I testi sono riportati a partire dall'ultimo pubblicato e mantengono la formatazione proposta dall'autore.
Caro lettore
volevo raccontarti una storia, intessuta con parole e speranze che poi risultarono vane e furono trascinate via dal vento.
Quando ancora giovane mi affacciavo alla finestra della vita con entusiasmo e mille progetti, portavo in grembo il seme che sarebbe maturato tra sofferenze e tormenti.
La vita sa essere crudele e ci trascina inesorabile sui sentieri calpestati dagli anni, che faticosi si succedono senza darci tregua.
Essere piccoli e cercare l'amore come fosse acqua in arido deserto non è cosa semplice, e quando da fanciulli tendiamo la mano che resta implorante senza essere afferrata e stretta, allora diventa difficile farci una ragione del motivo di tanto dolore.
Il mondo procede, turbina veloce mentre noi rimaniamo indietro senza avere la forza di raggiungere quel sogno che ogni giorno si fa più lontano e remoto.
La solitidine di un indifferente universo teso alla proclamazione di diritti che non sono però i nostri.
Se poi oltre allo svantaggio di essere nati in un luogo lontano dalle luci della ribalta di un paese -civile-, aggiungi la nascita di un essere femminile, allora lo scoglio diventa una montagna e superarla diventa un miraggio.
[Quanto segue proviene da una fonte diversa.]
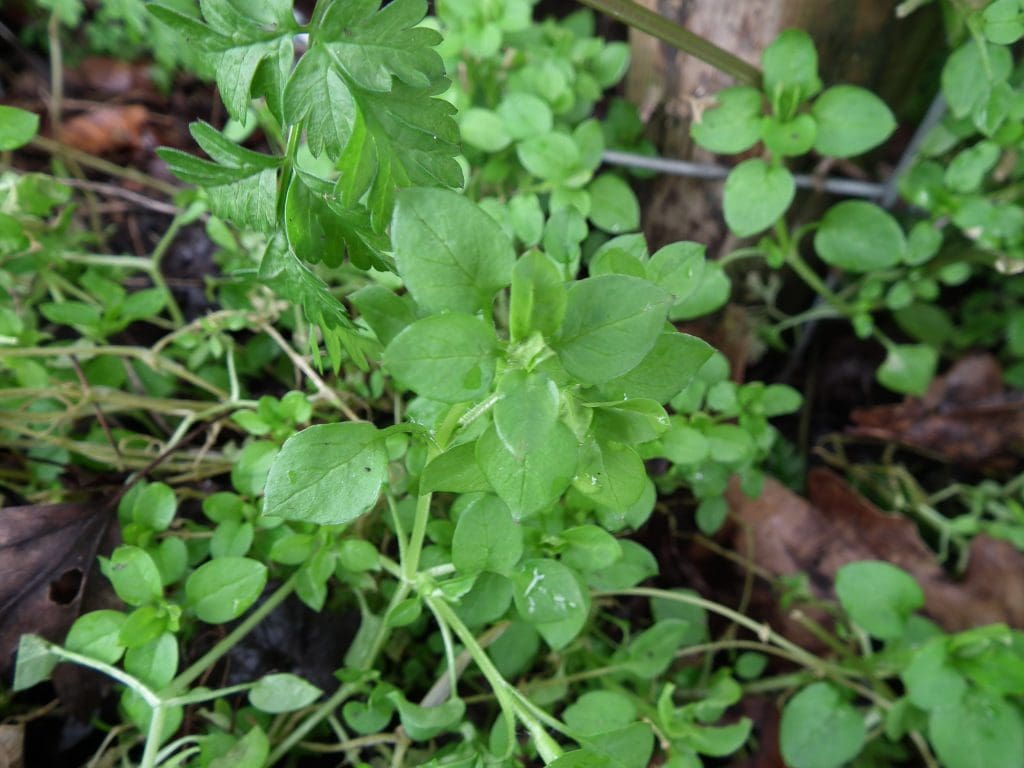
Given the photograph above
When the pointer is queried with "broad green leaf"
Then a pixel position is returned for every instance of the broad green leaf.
(328, 474)
(96, 635)
(859, 237)
(551, 157)
(156, 663)
(35, 662)
(756, 196)
(599, 711)
(546, 591)
(732, 125)
(423, 723)
(538, 297)
(969, 75)
(483, 129)
(452, 255)
(611, 323)
(908, 369)
(525, 116)
(851, 121)
(133, 574)
(531, 482)
(222, 590)
(664, 372)
(249, 752)
(456, 471)
(613, 207)
(590, 548)
(1003, 22)
(791, 137)
(977, 730)
(879, 596)
(820, 729)
(486, 538)
(527, 411)
(283, 692)
(652, 651)
(448, 357)
(612, 474)
(931, 679)
(16, 127)
(791, 69)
Sei un peso da quando ti appresti a prendere aria al primo vagito, e mostrare devi il sesso mancato, sei solo un'altra bocca da sfamare e poi anche da accasare.
Kampala fu il nome che imposero a quel corpicino tutto ossa e vagiti, che presagivano solo altre lacrime e sofferenze.
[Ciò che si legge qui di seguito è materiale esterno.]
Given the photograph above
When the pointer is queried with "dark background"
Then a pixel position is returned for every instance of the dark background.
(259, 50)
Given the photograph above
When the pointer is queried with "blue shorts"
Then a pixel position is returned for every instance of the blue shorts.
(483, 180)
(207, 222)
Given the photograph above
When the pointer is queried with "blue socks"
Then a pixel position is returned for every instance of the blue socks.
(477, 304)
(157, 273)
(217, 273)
Quando a due anni mia madre mi prese e allargandomi le cosce alla luce del sole espose il frutto di tanto peccato mai consumato, furono tagliati con fredda lama, pezzi di carne viva che urlava.
Febbre ed incubi a seguire, furono i miei compagni di viaggio per mesi di travaglio, per dare alla luce una femmina nuova pronta e cucita con spine appuntite.
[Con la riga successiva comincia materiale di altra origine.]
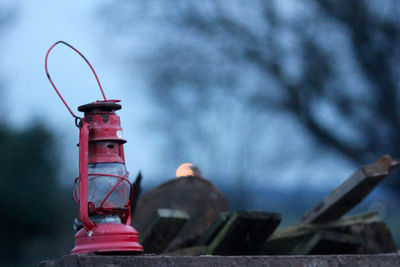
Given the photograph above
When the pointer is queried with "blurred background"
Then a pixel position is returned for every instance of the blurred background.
(277, 102)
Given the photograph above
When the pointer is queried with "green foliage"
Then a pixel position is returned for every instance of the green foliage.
(34, 214)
Le mie sorelle non ne uscirono vive, e forse la loro sorte fu migliore della mia. Quel corpo mutilato sopravvisse allo scempio, ma non fu così per la mia mente infranta come uno specchio caduto.
A nulla valsero le cure di mia madre e mia nonna che mi consolavano con racconti di vita futura, con un uomo che avrebbe apprezzato la cucitura.
Infranto fu il sogno se mai ne avessi avuto uno, ed infine quella notte che il sangue iniziò a colare tra le mie gambe, presagio di commercio imminente del mio corpo, mi rifiutai di seguire il sentiero che era ben tracciato davanti ai miei occhi arsi dal pianto.
Sgattaiolai fuori dalla capanna, mentre il sonno alleato mi aiutava, corsi scalza veloce nel buio, ed una volta arrivata sul bordo del burrone scuro, volai senza indugio verso quel silenzioso baratro.
Caro lettore in questo momento storico in cui il mondo è alle prese con quella morte che tanto aborrite nel vostro presente, e che non riuscite più a vedere come naturale fine di un percorso di vita, in cui non vi soffermate a guardare e sentire oltre il profilo del vostro giardino.
Volevo solo ricordarvi che da sempre, ogni minuto migliaia di bambini muoiono di stenti, di guerra, di violenze, di infibulazioni.
Giovani, teneri germogli con le mani tese, ma nessuno o pochi stringeranno quelle dita per portarli fuori dall'inferno della loro vita.
Adesso volo in alto senza più dolore, e spero sempre di poter presto ammirare paesaggi migliori.